After misplacing about 7,000 pages of documents for several months, the State Department is now asking a federal judge for more time to release former Secretary of State Hillary Clinton’s emails, blaming the blizzard currently slamming Washington.
Lawyers for the department asked Judge Rudolph Contreras on Friday if State can release some of Clinton’s emails on February 29, one month after it was initially supposed to turn over the last of the documents. That would also result in many emails not becoming public until after the Iowa caucuses and New Hampshire and South Carolina primaries.
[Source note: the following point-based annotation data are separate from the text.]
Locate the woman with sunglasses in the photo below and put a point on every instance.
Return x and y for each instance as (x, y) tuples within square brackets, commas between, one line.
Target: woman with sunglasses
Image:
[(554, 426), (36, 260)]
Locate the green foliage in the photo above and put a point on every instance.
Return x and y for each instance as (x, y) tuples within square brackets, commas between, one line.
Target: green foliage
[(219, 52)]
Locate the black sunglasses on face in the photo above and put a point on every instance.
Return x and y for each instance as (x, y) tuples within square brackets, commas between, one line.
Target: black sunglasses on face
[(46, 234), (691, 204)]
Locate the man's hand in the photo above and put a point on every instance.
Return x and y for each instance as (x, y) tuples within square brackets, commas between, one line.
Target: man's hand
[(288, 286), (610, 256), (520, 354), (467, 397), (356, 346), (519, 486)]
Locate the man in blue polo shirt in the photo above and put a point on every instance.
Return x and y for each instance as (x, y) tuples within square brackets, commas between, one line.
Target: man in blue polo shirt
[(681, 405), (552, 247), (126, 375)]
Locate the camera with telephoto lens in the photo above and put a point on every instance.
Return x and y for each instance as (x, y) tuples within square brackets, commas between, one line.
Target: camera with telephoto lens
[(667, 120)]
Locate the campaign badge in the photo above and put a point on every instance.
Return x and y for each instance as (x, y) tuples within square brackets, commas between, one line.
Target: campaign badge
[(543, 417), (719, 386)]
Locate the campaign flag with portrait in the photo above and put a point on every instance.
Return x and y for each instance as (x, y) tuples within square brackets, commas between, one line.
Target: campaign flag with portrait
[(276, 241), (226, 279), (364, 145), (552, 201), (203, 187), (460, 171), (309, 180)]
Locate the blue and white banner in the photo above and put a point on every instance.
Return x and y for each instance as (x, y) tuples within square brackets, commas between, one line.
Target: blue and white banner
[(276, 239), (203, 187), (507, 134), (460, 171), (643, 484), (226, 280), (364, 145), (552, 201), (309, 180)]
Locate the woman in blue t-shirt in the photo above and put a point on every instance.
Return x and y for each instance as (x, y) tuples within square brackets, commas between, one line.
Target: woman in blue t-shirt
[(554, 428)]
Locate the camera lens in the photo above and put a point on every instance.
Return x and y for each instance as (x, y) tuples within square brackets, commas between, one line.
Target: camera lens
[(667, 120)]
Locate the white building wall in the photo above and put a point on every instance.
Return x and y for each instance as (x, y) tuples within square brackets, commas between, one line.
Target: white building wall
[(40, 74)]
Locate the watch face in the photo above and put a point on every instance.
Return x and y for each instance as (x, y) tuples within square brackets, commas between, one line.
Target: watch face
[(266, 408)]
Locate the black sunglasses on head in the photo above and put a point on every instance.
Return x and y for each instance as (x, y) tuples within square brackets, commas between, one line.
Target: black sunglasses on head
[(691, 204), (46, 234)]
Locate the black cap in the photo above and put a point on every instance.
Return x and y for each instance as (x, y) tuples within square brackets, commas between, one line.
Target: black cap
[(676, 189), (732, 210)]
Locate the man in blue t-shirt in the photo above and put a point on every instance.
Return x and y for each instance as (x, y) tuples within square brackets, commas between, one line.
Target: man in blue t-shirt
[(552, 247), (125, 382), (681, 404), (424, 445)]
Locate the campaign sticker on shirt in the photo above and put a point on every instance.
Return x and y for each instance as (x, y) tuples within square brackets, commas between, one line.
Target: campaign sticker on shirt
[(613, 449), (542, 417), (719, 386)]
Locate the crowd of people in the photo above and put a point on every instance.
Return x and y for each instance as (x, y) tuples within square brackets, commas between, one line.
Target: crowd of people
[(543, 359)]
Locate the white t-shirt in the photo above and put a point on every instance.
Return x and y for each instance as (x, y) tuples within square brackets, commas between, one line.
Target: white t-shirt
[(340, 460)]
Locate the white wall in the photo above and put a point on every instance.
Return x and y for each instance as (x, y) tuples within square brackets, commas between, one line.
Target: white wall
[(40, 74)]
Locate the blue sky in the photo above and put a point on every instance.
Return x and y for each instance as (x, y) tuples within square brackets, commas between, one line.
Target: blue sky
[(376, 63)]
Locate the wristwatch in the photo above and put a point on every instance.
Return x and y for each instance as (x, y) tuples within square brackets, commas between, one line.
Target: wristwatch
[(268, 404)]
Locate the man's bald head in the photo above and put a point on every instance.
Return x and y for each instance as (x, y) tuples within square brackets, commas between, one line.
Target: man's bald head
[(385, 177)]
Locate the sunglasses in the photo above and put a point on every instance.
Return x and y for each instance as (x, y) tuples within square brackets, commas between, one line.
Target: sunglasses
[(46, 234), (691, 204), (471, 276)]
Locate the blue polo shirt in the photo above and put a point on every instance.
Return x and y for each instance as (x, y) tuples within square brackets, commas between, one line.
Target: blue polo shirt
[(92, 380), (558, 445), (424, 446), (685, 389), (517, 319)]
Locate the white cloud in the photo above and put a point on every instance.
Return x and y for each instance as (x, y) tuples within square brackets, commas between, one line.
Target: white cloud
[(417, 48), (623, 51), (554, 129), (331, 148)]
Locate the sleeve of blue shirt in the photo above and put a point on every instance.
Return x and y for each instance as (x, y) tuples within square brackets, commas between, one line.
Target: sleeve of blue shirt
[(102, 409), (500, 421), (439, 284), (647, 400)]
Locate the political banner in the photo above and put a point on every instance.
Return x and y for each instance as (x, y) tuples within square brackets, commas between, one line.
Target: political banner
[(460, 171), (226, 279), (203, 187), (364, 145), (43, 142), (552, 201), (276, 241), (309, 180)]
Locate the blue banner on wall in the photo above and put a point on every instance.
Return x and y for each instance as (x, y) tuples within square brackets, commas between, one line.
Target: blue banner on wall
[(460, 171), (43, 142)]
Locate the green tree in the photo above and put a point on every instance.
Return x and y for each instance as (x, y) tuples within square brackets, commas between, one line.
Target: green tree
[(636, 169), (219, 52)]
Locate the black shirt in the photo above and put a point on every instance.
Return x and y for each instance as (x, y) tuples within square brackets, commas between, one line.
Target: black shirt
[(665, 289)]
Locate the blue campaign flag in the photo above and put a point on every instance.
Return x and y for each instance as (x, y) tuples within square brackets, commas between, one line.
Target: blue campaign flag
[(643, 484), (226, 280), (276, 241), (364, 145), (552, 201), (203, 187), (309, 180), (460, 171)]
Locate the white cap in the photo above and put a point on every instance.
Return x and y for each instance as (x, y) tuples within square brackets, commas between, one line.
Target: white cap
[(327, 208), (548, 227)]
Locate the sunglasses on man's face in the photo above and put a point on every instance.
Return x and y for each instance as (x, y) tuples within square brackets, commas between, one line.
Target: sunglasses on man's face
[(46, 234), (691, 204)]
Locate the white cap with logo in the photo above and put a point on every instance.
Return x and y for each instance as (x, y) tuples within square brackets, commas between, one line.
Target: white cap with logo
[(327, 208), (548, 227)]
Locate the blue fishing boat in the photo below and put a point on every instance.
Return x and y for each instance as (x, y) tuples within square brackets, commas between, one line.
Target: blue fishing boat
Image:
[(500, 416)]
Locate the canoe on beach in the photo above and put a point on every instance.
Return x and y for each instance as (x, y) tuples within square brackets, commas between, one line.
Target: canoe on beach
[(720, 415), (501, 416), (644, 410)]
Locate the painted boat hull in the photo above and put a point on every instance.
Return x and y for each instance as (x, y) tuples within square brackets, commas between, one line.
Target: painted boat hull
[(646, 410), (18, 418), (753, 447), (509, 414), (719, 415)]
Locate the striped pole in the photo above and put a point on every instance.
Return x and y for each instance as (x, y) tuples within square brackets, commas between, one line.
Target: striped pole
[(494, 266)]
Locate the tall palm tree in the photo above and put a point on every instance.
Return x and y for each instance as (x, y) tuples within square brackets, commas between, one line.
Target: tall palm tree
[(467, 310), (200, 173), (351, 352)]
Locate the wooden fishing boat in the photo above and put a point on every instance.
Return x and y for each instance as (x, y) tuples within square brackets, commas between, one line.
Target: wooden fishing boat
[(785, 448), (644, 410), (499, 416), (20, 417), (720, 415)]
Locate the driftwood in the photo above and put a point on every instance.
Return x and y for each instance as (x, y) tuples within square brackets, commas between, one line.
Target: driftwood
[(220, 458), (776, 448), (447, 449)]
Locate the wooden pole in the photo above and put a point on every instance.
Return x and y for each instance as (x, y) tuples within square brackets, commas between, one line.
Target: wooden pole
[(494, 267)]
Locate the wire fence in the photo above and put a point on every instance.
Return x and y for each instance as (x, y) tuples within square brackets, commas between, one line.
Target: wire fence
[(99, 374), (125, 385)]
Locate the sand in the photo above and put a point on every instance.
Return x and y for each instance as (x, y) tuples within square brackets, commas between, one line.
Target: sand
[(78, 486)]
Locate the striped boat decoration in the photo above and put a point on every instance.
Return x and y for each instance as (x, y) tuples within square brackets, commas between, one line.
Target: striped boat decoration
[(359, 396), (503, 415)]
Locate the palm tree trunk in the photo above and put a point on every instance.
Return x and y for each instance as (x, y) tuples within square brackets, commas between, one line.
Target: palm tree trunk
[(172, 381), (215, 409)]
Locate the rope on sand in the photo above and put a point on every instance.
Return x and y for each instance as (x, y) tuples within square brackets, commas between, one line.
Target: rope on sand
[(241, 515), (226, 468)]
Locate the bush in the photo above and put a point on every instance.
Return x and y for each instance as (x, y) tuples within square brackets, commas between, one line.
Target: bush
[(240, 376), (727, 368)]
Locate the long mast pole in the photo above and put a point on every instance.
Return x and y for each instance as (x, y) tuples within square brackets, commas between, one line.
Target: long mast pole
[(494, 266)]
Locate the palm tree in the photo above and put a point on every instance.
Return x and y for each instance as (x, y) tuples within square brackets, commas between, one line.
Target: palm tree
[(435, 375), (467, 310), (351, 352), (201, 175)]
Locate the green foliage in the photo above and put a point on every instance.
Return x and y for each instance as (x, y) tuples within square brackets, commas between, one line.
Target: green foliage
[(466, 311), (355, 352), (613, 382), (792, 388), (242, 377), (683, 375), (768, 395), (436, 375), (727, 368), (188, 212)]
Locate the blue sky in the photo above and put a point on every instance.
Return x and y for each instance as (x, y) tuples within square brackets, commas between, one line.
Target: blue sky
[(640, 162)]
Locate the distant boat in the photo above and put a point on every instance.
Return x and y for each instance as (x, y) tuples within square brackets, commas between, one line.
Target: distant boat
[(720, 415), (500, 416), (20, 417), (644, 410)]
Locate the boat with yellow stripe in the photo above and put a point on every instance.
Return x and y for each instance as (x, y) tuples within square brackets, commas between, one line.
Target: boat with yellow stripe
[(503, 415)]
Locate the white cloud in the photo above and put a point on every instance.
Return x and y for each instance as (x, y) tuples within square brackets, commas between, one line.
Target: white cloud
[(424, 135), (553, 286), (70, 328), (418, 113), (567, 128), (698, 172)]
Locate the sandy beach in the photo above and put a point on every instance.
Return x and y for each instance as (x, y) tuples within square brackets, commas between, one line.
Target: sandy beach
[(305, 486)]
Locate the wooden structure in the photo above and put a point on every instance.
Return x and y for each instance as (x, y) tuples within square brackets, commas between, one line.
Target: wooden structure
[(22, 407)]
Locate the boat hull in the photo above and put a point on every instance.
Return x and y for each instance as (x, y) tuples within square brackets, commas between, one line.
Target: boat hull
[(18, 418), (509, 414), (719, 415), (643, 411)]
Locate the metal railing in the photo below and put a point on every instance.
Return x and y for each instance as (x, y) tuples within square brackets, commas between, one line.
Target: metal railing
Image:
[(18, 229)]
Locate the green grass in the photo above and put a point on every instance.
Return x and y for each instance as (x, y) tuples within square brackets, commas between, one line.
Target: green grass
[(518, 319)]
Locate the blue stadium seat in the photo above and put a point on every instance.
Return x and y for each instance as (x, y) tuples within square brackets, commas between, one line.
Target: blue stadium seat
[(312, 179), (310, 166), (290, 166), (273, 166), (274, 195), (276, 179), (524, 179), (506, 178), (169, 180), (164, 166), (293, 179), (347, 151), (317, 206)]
Contreras had ordered the State Department to stick to a monthly production schedule for the emails last May in response to a Freedom of Information Act Lawsuit brought by journalist Jason Leopold.
“Because the Clinton email team must perform its work onsite … this storm will disrupt the Clinton email team’s current plans to work a significant number of hours throughout the upcoming weekend and could affect the number of documents that can be produced on January 29, 2016,” State’s lawyers wrote.
Ryan James, a lawyer representing Leopold, told CNN Friday: “It’s baffling why State needs a month to make up for only three days of snow-related office closures.”
The final batch of emails include some of the most sensitive ones, such emails that have been flagged for further review by the intelligence community, which is involved in vetting the emails for public release, Deputy State Department Spokesman Mark Toner acknowledged.
Toner said State still plans to release documents next week as planned, but are not able to get all of the remaining emails — over 9,000 pages worth — out by that date.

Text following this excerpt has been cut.